History of The Term
The horopter was first discovered in the eleventh century by the Arabian or Persian scholar Ibn al-Haytham, known to the west as "Alhazen". He built on the binocular vision work of Ptolemy and discovered that objects lying on a horizontal line passing through the fixation point resulted in single images, while objects a reasonable distance from this line resulted in double images. It was only later that this line was shown to actually be a circular plane surrounding the viewer's head.

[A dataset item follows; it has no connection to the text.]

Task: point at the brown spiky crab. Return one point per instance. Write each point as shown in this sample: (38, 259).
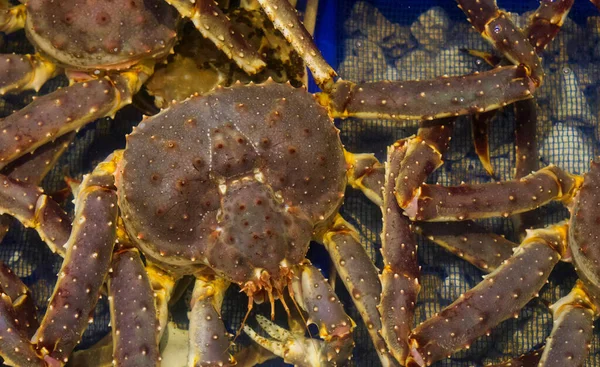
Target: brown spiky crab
(230, 187)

The term horopter was introduced by Franciscus Aguilonius in the second of his six books in optics in 1613. In 1818, Gerhard Vieth argued from geometry that the horopter must be a circle passing through the fixation-point and the centers of the lenses of the two eyes. A few years later Johannes Müller made a similar conclusion for the horizontal plane containing the fixation point, although he did expect the horopter to be a surface in space (i.e., not restricted to the horizontal plane). The theoretical/geometrical horopter in the horizontal plane became known as the Vieth-Müller circle. Howarth later clarified that the geometrical horopter is not a complete circle, but only its larger arc ranging from one nodal point (center of the eye lens) to the other.
In 1838, Charles Wheatstone invented the stereoscope, allowing him to explore the empirical horopter. He found that there were many points in space that yielded single vision; this is very different from the theoretical horopter, and subsequent authors have similarly found that the empiral horopter deviates from the form expected on the basis of simple geometry.